しかしながら、この能力の描き方には、少々首を傾げざるを得ませんね。作中では、ナビエ=ストークス方程式といった専門用語を散りばめ、あたかも科学的根拠があるかのように見せかけていますが、その実態はかなり曖昧模糊としている。気象現象や物体の落下運動程度ならまだしも、人間の行動、特に殺意のような複雑な感情まで計算に入れて計画を実行するというのは、いささか万能に過ぎるのではないでしょうか。サイコロの目を当てるデモンストレーションがありましたが、あれと計画殺人を同列に語るのは、少々無理があるように感じます。都合の良い場面で能力が発動し、そうでない場面ではなりを潜める。これは物語の推進力であると同時に、ご都合主義との批判も免れないでしょう。

特に、円華が祖母の帽子を取り戻すシーン。風向きを読み、帽子が手元に戻ってくるように予測した、と。しかし、それほどの能力があるのなら、そもそも帽子が風に飛ばされること自体を予測し、未然に防げたのではないですかね? この種の細かな矛盾点が、物語への没入を時折妨げるのです。まあ、エンターテインメントですから、目くじらを立てるのも野暮というものでしょうか。

事件の真相、すなわち一連の硫化水素事故の犯人が甘粕謙人であり、その動機が父・甘粕才生への復讐であったという点。これは、ある意味で予想の範疇というか、物語の定石通りといったところでしょうか。才生が自身の歪んだ理想のために家族を殺害しようとしたという背景も、陳腐と言えば陳腐です。「完璧でない家族は不要」ですか。凡庸な悪党の典型のような思考回路ですね。彼を「天才」「鬼才」と持ち上げる描写が作中に見られますが、その行動原理からは、およそ天才性など微塵も感じられません。むしろ、自己愛と身勝手さだけが肥大化した、哀れな俗物という印象です。

クライマックス、廃墟での才生と謙人の対峙シーン。

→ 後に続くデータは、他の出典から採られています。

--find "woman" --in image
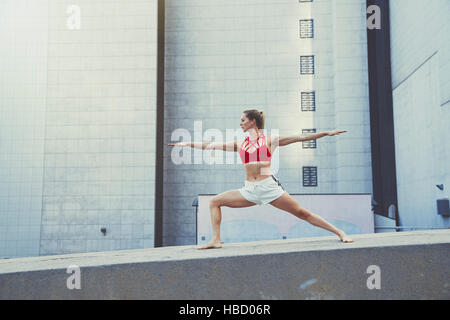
[169,110,353,249]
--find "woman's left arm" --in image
[277,130,347,147]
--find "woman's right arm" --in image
[169,141,237,152]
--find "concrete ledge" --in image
[0,230,450,300]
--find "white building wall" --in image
[163,0,372,245]
[390,0,450,227]
[40,0,157,254]
[0,0,157,258]
[0,0,48,258]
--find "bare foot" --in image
[339,231,353,243]
[197,240,222,250]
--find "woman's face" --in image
[241,113,256,132]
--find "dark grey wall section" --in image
[367,0,398,225]
[0,230,450,300]
[155,0,166,247]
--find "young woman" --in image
[169,110,353,249]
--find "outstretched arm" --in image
[278,130,347,147]
[169,141,237,152]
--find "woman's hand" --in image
[168,142,190,147]
[327,130,347,136]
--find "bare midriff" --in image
[244,162,272,181]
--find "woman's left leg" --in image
[270,192,353,242]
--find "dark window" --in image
[300,19,314,38]
[302,129,317,149]
[300,56,314,74]
[303,167,317,187]
[301,91,316,111]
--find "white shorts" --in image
[239,175,286,205]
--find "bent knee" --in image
[297,208,311,220]
[209,197,222,208]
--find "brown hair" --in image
[243,109,266,129]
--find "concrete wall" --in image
[390,0,450,227]
[0,230,450,304]
[163,0,372,245]
[0,0,48,258]
[0,0,157,258]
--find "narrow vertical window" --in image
[302,129,317,149]
[300,56,314,74]
[303,167,317,187]
[301,91,316,111]
[300,19,314,39]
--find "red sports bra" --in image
[239,135,272,164]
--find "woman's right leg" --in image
[198,190,256,250]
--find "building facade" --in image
[0,0,450,258]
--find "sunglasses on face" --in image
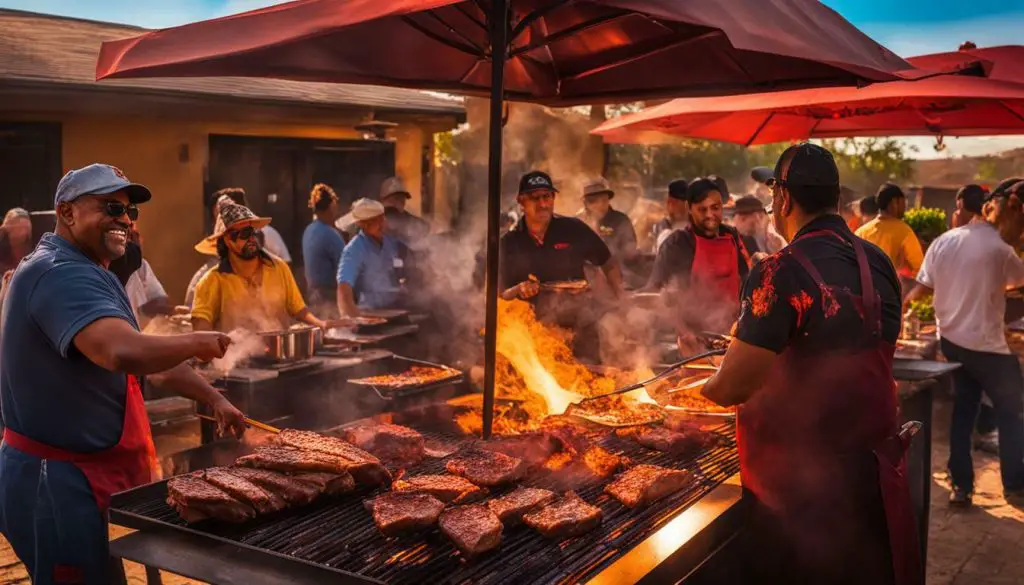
[227,225,256,242]
[103,201,138,221]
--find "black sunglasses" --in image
[103,201,138,221]
[227,225,256,242]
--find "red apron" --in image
[3,376,160,514]
[690,234,750,300]
[737,232,924,585]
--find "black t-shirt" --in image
[645,223,757,290]
[498,215,611,290]
[736,215,901,353]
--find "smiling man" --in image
[0,164,243,583]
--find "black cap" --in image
[956,184,988,214]
[772,142,839,189]
[735,195,765,215]
[874,182,906,210]
[669,178,690,201]
[519,171,558,195]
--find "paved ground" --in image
[0,403,1024,585]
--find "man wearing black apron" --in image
[703,143,924,585]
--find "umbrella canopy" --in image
[96,0,920,106]
[594,47,1024,145]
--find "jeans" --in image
[942,339,1024,491]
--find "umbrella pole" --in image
[483,0,508,438]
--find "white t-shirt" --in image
[262,225,292,264]
[125,258,167,318]
[918,219,1024,353]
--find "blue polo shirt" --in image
[338,232,401,308]
[302,219,345,289]
[0,233,138,453]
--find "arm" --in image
[73,317,230,376]
[700,339,775,407]
[147,364,246,437]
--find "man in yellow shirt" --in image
[856,183,925,279]
[191,203,338,331]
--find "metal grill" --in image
[111,423,739,585]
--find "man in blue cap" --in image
[0,164,243,584]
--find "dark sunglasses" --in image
[227,225,256,242]
[103,201,138,221]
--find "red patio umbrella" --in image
[594,46,1024,145]
[96,0,920,436]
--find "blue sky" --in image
[6,0,1024,158]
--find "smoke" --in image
[211,328,266,372]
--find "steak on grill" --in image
[604,465,693,508]
[444,449,526,488]
[203,467,288,514]
[167,473,256,524]
[345,424,424,465]
[487,487,555,525]
[366,492,444,536]
[293,472,355,496]
[522,492,602,538]
[274,428,391,486]
[234,445,349,474]
[228,467,324,506]
[437,504,502,556]
[392,474,487,504]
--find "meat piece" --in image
[522,492,601,538]
[487,487,555,525]
[234,445,350,474]
[604,465,693,508]
[444,449,526,488]
[203,467,288,514]
[392,475,487,504]
[167,473,256,524]
[228,467,324,506]
[274,428,391,486]
[293,473,355,496]
[437,504,502,556]
[478,432,561,468]
[366,492,444,536]
[345,424,424,465]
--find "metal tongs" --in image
[575,348,727,405]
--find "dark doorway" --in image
[204,135,394,276]
[0,122,61,216]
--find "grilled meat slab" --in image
[292,473,355,496]
[366,492,444,536]
[437,504,502,556]
[234,448,350,474]
[274,428,391,486]
[167,473,256,524]
[444,449,526,488]
[345,424,424,465]
[392,475,487,504]
[604,465,693,508]
[522,492,602,538]
[203,467,288,514]
[487,487,555,525]
[227,467,324,506]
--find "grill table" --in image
[111,425,745,585]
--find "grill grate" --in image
[114,423,739,585]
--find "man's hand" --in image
[515,280,541,299]
[191,331,231,362]
[210,394,246,438]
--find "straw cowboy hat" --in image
[196,202,270,256]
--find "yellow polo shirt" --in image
[856,217,925,278]
[191,256,306,332]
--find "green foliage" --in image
[903,207,946,242]
[910,295,935,323]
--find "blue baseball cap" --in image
[53,163,153,207]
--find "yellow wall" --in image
[41,115,428,302]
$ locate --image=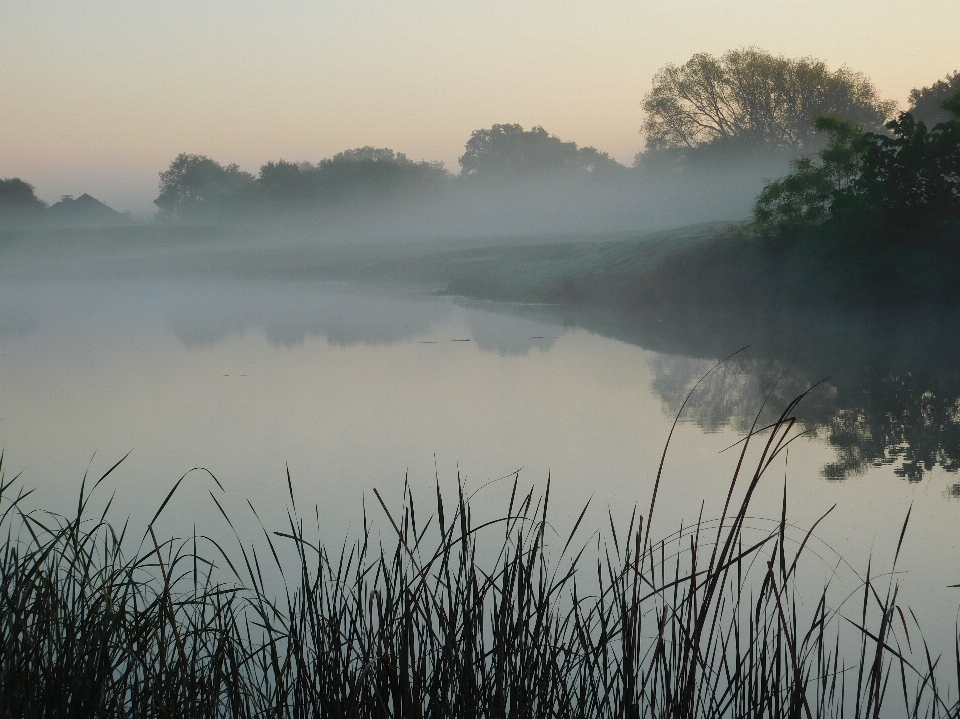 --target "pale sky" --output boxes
[0,0,960,214]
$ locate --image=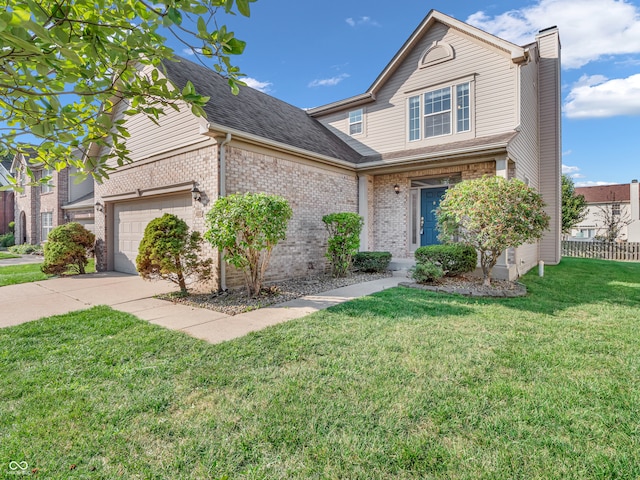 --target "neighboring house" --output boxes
[96,11,561,288]
[11,150,95,245]
[571,180,640,242]
[0,161,14,235]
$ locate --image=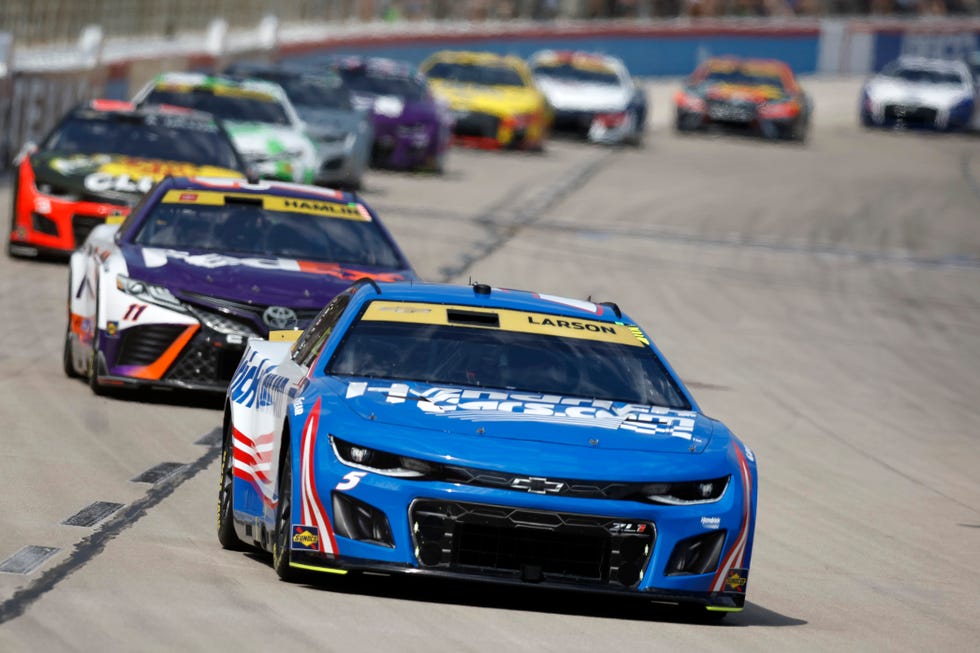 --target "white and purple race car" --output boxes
[64,177,415,394]
[529,50,647,145]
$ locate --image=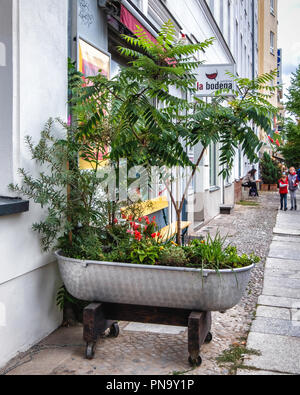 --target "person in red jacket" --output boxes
[278,173,289,211]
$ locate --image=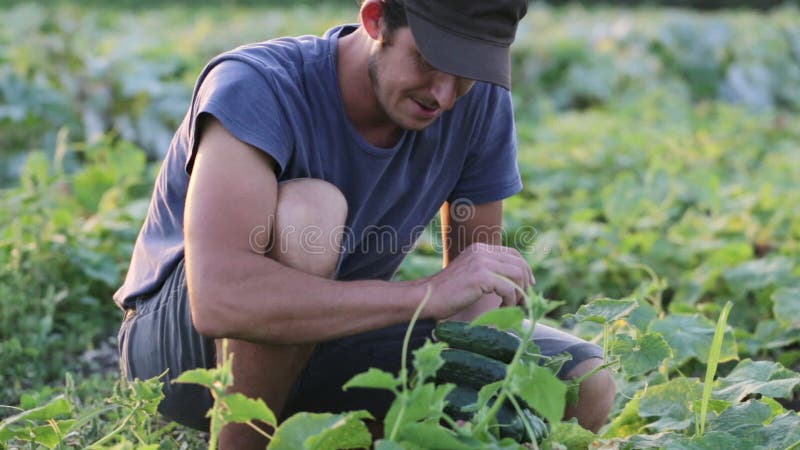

そして、ダウンバーストによる崩壊。これもまた、既視感のある展開と言わざるを得ません。まるで出来の悪い操り人形を見ているかのようでしたね、あの結末は。 才生が自らの罪を告白し、謙人がそれを録音している、というのも、少々安直な解決ではないでしょうか。才生が最終的に自死を選ぶのも、まあ、物語の収束としては妥当なのでしょうが、そこに深い感慨はありませんでした。

キャラクターに目を向けると、主人公格の一人である青江修介教授。彼は、いわば読者目線を代弁するワトソン役といったところでしょうか。事件の謎に迫り、円華の能力に驚き、翻弄される。彼の存在によって、読者はこの非現実的な設定に何とか食らいついていくことができる。しかし、彼自身の個性や魅力という点では、やや希薄な印象を受けますね。あくまで物語を回すための装置、という域を出ていないように感じられます。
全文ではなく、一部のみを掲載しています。